Have a server that's alerting for "One or more virtual machine guest file systems are running CRITICALLY low on disk space". This condition was present about 12hrs ago for a brief time, but since, the disk has been cleared off. However every time I cancel this alert, it comes back after the next 5min collection.
Any thoughts?
Check the symptom definitions of the specific alert which is being triggered. It may still have a breach if it is based on a static usage amount or a percentage which wasn't met.
Also check and make sure it isn't a different partition on the same VM which is causing the alert.
Hmmmm. OK. And the disk space you added on the OS was rescanned, and the partitions from the OS itself show adequate space, correct? What are the partition sizes/free space? Is VMware Tools Running?
VMware Tools is running, yes.
This one has me stumped, but I'm looking to see if I can mimick this behavior. The VM has tools running, it appears to be collecting, and vROps seems aware of the disk space addition since it is reflected in the metrics. It appears that the symptom and message event definitions are default, so I'm really not sure. I'll keep digging around.
Thank you, much appreciated. Could this have to do with how far back in time this checks?
What policy is applied to this VM? Has that policy (even if it is Default Policy) been altered? You can go into the policy itself under Override Alert/Symptom Definitions and make sure that there is no override setting configured on the policy applied to the VM in question.
This is a copy of the default policy, no override settings to any vms.
OK, it was worth a quick check. I'm still looking at why this might be happening. I was able to add files to a VM, create this alert then delete the files and the alert cleared.
Really... I'm racking my brain here. Very odd.
Just noticed this, but in your image, why are one of your alerts marked as do not inherit?
Also, what is the definition of the one starting with (DCs)?
That's marked as do not inherit because by default it's set to alert on 'Any' of:
Guest file system space usage at immediate level
Guest file system space usage at warning level
Guest file system space usage at critical level
So we cloned that definition, and set it to alert on 'Only':
Guest file system space usage at critical level
The (DCs) definition is a modification for only our Domain Controller. It's applied to only our 'DC' custom group.
We are seeing multiple cases of the same problem too - vROps version 6.0.1 and also 6.1 affected. Metrics are showing disk space is clear and down below 25% usage, but critical alert > 98% still flagging.
Have manually cancelled alert, restarted vSphere adapters, stops and restarted collections on the VM (via Environment Overview) and no success on this occasion. (Sometimes, however, restarting the collection has cleared the alerts ok on other VMs)
We have also stopped and restarted VMTools.
Any suggestions would be greatly appreciated!
Paul
I may have stumbled across something....
I placed the VMs into Maintenance using Environment Overview (Inventory Explorer) and the alerts cleared as expected. (Previously, stopping collection either by the solution/adapter or individual VM object did not clear the alert which confused me)
I then ended the Maintenance and the alerts have not resurfaced. Metrics all appear to be collecting ok so I'm now hopefully that this has fixed the problem.
Let me know if this helps you as well!
Paul
Paul, I also stumbled on to something too. Seems an alert for the server that was an issue had been previously been 'assigned ownership'. Once I release that ownership, deleted the alert, it hasn't resurfaced.
Ah ok - that was not the case for us as we take ownership of alerts within our team to show that they are being investigated and to avoid engineers duplicating effort. (Annoying that ownership cannot be transferred unless original owner releases ownership themselves)
To us, it looks like vROps "forgets" to clear the alert (or thinks that it already has) and no number of collections or metrics seems to force the system to recheck against old alerts.

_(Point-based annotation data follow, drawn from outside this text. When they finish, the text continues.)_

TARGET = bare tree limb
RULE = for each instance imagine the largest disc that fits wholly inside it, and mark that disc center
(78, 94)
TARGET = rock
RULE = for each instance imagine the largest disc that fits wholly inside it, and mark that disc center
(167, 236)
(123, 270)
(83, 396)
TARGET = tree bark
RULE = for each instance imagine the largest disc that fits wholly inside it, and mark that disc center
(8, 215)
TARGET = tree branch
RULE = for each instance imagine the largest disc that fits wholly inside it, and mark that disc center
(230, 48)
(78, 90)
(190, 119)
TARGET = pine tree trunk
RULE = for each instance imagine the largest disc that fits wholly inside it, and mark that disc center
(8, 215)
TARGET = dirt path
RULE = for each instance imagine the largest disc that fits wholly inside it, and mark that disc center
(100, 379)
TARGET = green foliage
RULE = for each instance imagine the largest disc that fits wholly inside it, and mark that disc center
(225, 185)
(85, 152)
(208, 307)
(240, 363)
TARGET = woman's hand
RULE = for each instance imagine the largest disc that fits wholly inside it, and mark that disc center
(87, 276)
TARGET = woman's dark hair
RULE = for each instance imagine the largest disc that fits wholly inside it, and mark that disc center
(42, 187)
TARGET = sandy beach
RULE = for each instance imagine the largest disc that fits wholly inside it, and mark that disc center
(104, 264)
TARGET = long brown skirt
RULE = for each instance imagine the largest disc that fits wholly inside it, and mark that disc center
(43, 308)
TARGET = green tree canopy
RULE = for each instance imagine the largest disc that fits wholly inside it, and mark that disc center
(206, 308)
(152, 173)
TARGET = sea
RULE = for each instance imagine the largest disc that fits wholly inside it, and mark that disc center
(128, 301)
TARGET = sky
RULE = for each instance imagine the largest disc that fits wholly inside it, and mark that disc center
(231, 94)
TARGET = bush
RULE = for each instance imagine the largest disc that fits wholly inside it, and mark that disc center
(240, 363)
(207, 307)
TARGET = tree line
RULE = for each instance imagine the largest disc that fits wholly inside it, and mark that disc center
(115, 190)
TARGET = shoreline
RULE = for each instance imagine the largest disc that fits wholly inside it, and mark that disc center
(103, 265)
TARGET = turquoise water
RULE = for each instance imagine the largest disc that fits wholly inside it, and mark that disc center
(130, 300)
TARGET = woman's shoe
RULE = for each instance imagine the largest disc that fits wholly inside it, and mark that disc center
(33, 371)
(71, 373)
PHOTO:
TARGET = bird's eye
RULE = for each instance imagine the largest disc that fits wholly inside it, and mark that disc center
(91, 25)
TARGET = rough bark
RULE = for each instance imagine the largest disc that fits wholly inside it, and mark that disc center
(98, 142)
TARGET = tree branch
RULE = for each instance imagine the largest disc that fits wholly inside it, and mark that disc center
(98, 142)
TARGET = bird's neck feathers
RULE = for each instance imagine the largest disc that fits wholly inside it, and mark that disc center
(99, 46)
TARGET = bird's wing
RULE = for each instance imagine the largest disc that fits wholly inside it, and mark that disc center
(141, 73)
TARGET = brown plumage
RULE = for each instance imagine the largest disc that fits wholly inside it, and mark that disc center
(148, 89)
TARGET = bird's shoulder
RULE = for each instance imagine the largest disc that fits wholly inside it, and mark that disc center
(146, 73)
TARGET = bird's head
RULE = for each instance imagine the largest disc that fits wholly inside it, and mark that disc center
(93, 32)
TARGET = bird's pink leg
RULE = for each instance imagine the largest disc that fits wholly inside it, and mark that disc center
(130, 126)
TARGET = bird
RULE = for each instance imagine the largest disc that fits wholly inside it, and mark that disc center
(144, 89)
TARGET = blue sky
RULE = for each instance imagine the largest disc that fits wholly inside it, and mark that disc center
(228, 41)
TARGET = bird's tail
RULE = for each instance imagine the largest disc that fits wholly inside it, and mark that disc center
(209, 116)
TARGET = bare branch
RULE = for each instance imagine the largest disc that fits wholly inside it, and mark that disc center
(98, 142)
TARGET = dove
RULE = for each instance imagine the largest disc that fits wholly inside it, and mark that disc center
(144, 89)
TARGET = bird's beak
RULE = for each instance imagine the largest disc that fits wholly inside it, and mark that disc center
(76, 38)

We believe that placing into maintenance forces all alerts to clear (regardless of status) and therefore "flushes" out the system.
We've fixed this alerting problem for at least 4 VMs today successfully using this method.
Awesome Paul, nice job. I'm trying that as well.
If you are running Windows NT Based Operating system , then you can configure the Perfmon inside the VM and see if any genuine High Disk Usage is reported or not .
It'll help you to remove the odd man out !!!